Так что он никак не мог удалиться. Он не мог изъять свой беспокойный, дерзкий, ненасытный ум из мира, хотя, безусловно, именно этот путь и избрал для себя Сэмюэль. Рафаэль мог позволить себе произнести несколько слов о Сэмюэле лишь перед Иедидией, и то не о своем горе, но чтобы выразить недоумение и гнев: «Ты можешь понять, отец, что мальчик просто покинул нас! Что он… что он безо всякой на то причины, по собственной воле, перешел на ту сторону, к черным!»

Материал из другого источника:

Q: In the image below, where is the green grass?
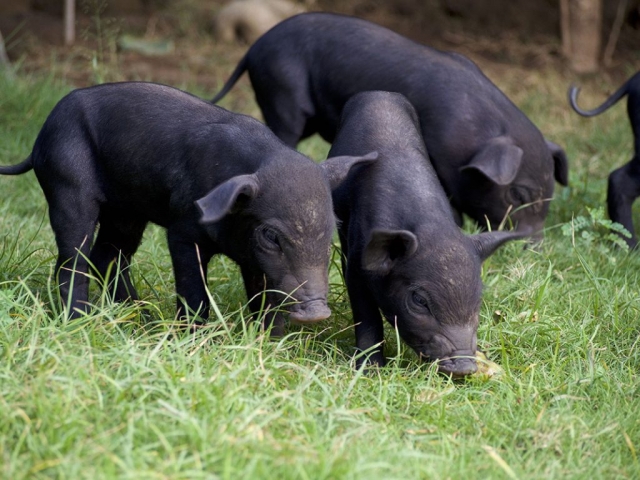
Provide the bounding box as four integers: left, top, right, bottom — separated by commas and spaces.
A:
0, 66, 640, 479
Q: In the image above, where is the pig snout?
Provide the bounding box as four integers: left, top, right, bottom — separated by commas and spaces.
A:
289, 298, 331, 324
281, 267, 331, 324
438, 350, 478, 378
419, 327, 478, 378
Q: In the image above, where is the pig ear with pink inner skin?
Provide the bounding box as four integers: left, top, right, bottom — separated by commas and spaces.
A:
460, 137, 523, 186
320, 152, 378, 190
362, 230, 418, 275
195, 175, 260, 224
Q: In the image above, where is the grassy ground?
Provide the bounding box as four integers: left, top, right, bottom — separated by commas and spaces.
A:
0, 58, 640, 479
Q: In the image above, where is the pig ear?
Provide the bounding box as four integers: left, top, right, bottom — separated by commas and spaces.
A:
460, 137, 523, 185
471, 232, 530, 261
196, 175, 260, 223
320, 152, 378, 190
362, 230, 418, 275
545, 140, 569, 187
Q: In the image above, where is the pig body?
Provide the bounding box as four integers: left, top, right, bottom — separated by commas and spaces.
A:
329, 91, 522, 376
569, 72, 640, 248
213, 13, 568, 236
0, 82, 370, 333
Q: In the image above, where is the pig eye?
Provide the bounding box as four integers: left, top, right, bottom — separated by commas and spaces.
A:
261, 227, 282, 250
411, 292, 429, 310
509, 186, 531, 205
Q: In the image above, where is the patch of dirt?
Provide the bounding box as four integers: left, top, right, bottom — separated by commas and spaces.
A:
0, 0, 640, 93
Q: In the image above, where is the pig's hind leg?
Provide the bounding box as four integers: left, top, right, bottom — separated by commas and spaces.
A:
90, 209, 147, 302
47, 189, 99, 318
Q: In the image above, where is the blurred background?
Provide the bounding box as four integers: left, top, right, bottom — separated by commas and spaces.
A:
0, 0, 640, 94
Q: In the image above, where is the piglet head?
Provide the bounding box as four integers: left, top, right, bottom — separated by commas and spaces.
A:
363, 230, 525, 377
454, 136, 568, 240
196, 151, 371, 326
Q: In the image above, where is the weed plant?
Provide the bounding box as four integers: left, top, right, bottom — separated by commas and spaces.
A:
0, 64, 640, 480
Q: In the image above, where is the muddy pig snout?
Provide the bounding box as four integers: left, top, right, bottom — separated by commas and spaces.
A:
282, 272, 331, 324
420, 327, 478, 378
289, 299, 331, 324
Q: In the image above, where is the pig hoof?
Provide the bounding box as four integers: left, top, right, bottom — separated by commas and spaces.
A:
438, 357, 478, 378
289, 300, 331, 325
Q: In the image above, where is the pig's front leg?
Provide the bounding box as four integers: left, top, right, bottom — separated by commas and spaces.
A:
240, 266, 284, 337
167, 229, 213, 322
346, 262, 385, 369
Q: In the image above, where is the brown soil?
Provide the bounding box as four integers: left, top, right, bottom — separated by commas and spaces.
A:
0, 0, 640, 93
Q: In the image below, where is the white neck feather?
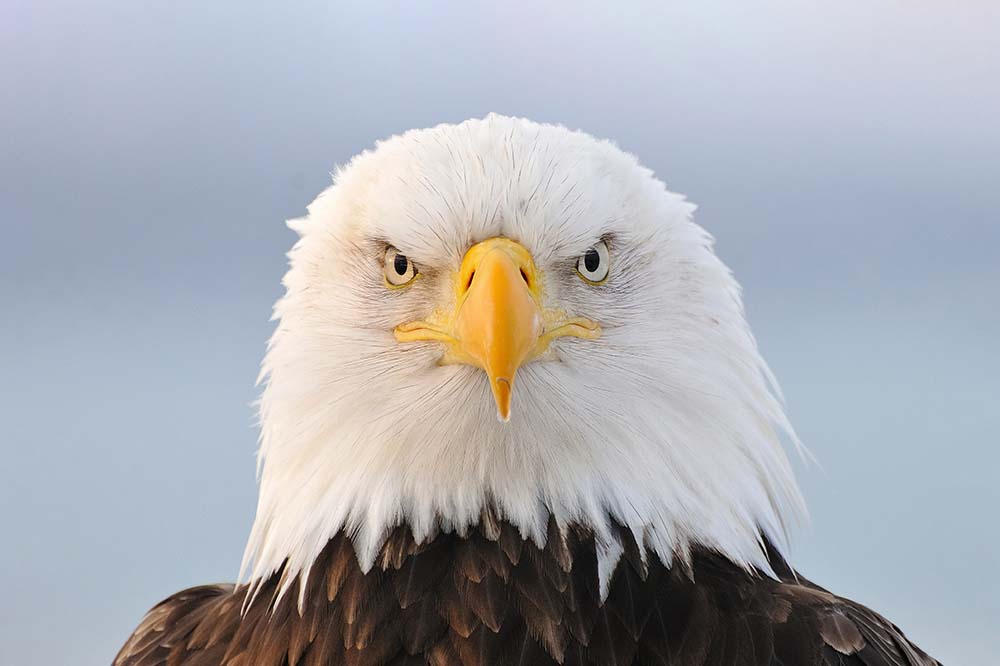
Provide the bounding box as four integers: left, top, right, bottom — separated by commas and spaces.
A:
241, 114, 804, 600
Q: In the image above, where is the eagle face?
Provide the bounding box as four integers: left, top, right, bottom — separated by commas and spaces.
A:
245, 115, 802, 588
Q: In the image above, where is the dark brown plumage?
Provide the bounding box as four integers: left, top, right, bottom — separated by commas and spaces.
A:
114, 519, 938, 666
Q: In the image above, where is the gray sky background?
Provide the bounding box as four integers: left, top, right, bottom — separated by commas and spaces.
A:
0, 0, 1000, 666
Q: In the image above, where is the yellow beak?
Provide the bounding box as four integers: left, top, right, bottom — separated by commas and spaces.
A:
395, 238, 601, 421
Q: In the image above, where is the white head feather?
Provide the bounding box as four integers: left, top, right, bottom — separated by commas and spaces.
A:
244, 115, 804, 596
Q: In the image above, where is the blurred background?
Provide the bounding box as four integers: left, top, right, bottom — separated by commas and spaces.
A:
0, 0, 1000, 665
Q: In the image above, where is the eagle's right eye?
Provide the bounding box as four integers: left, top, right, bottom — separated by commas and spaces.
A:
385, 246, 417, 287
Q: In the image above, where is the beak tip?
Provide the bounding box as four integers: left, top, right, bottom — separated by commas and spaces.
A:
493, 377, 513, 423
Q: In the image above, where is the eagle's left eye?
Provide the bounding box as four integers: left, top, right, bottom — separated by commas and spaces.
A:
385, 247, 417, 287
576, 241, 611, 284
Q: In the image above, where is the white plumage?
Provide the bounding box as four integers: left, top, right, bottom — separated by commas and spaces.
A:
243, 115, 804, 600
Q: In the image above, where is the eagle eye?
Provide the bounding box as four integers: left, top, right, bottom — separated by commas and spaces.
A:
385, 246, 417, 287
576, 241, 611, 284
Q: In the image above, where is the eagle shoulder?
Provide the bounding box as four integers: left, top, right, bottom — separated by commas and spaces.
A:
113, 584, 243, 666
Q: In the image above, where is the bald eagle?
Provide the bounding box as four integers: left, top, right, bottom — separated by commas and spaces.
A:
114, 115, 938, 666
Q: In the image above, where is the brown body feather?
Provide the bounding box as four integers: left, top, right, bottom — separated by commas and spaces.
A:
114, 520, 938, 666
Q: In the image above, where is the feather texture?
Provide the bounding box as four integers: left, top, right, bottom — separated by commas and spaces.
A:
114, 520, 938, 666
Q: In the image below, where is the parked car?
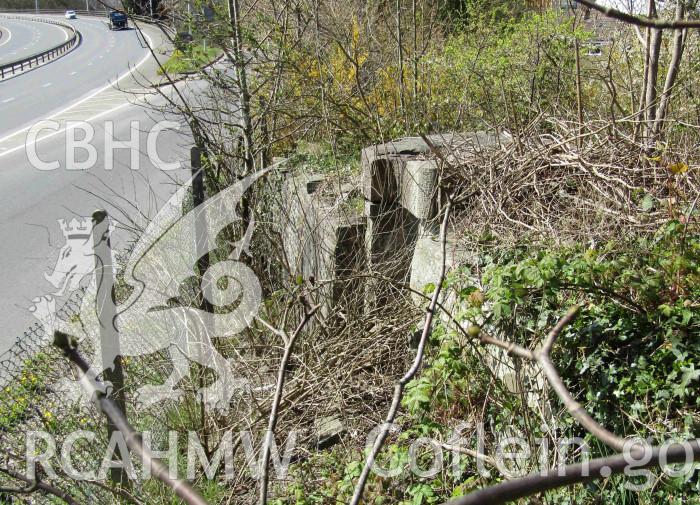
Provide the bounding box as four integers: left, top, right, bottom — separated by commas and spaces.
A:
107, 11, 129, 30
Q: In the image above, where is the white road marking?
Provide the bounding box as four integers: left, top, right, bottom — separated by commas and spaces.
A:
0, 27, 12, 47
0, 30, 153, 157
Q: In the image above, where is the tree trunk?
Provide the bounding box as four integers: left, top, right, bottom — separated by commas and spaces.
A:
653, 1, 686, 137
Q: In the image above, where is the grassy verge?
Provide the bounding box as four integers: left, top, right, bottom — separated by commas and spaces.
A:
159, 45, 221, 74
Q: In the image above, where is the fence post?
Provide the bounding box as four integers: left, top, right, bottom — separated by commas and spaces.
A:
190, 146, 214, 457
92, 210, 129, 487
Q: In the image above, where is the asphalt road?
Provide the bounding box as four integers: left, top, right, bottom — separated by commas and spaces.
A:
0, 18, 149, 138
0, 15, 190, 352
0, 18, 68, 65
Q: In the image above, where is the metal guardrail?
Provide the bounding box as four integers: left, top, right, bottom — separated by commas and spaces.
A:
0, 15, 81, 80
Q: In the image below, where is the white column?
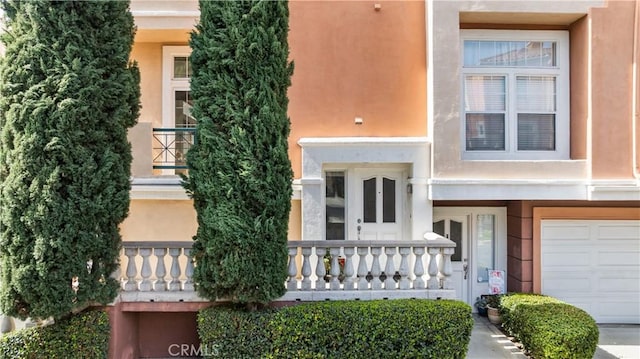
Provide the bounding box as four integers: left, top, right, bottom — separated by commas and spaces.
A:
384, 247, 396, 290
124, 248, 138, 292
316, 247, 327, 290
183, 248, 195, 291
358, 247, 369, 290
427, 247, 440, 289
398, 247, 411, 289
344, 247, 355, 290
371, 247, 382, 289
153, 248, 167, 292
139, 248, 152, 292
302, 247, 313, 290
413, 246, 425, 289
329, 247, 340, 290
169, 248, 182, 292
287, 247, 298, 290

Но седовласый старик, как всегда, отстраненный, словно его душа до сих пор обитала высоко в горах, лишь рассеянно кивал и отворачивался. У него развился недуг — а может, это была лишь причуда: он почти совсем оглох. Отец! — восклицал Рафаэль, и сердце его билось пленником в груди, — мой сын перешел на сторону черных!